Needless to say, I didn't write it up even though harm could have come to the patient as a result of the delay of medications in both cases. I tried instead to explain to the nurse the reasoning behind both issues.
My patient needing the Heparin accidentally pulled out her IV prior to the Heparin being started. She was a tough stick to get another IV site, but she was a trooper. I told her she puts the word patience into patient. It made me stop & think....why are patients called patients? Ever think of that before? Most of my patients are rarely patient...lol. This one was though...thank goodness.
I had a new admit around 5 am. A woman in her early 30's with chest pain. When I asked her how long she had this chest pain, her reply was "3 years." Huh????? 3 years???? It definitely made me wonder about her.

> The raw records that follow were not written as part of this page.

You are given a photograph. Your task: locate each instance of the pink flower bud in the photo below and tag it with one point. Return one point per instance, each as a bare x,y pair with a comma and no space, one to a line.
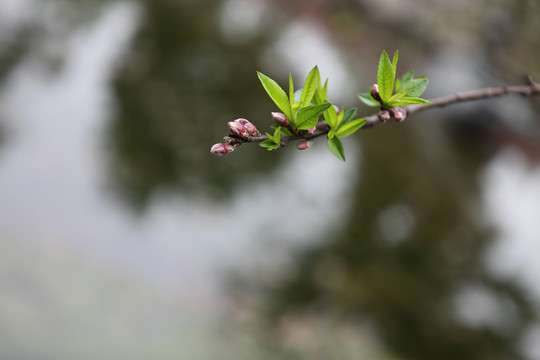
384,115
375,92
242,121
304,144
280,119
398,113
238,129
251,129
219,149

Look at the time - I should be in bed!!! Have a good weekend everyone!
2 comments:
busy, busy, busy... I remember the med/surg ward and being GLAD I wasn't a nurse just because of all the "rules" ~ to me if a patient required something, they required something...the nurse has to cover her butt, the hospital's butt and the dr/surgeons butt all at once! the word lawsuit is just too easy of a thing that is spouted off about. I'm glad there are people like you that have a independent brain in their head, having the courage to actually question something that doesn't seem right. Blessings* Teresa
Hi, my name is Julie and I work on a post heart surg. floor. Nice to have run across your journal. Gee. I know some day nurses like that.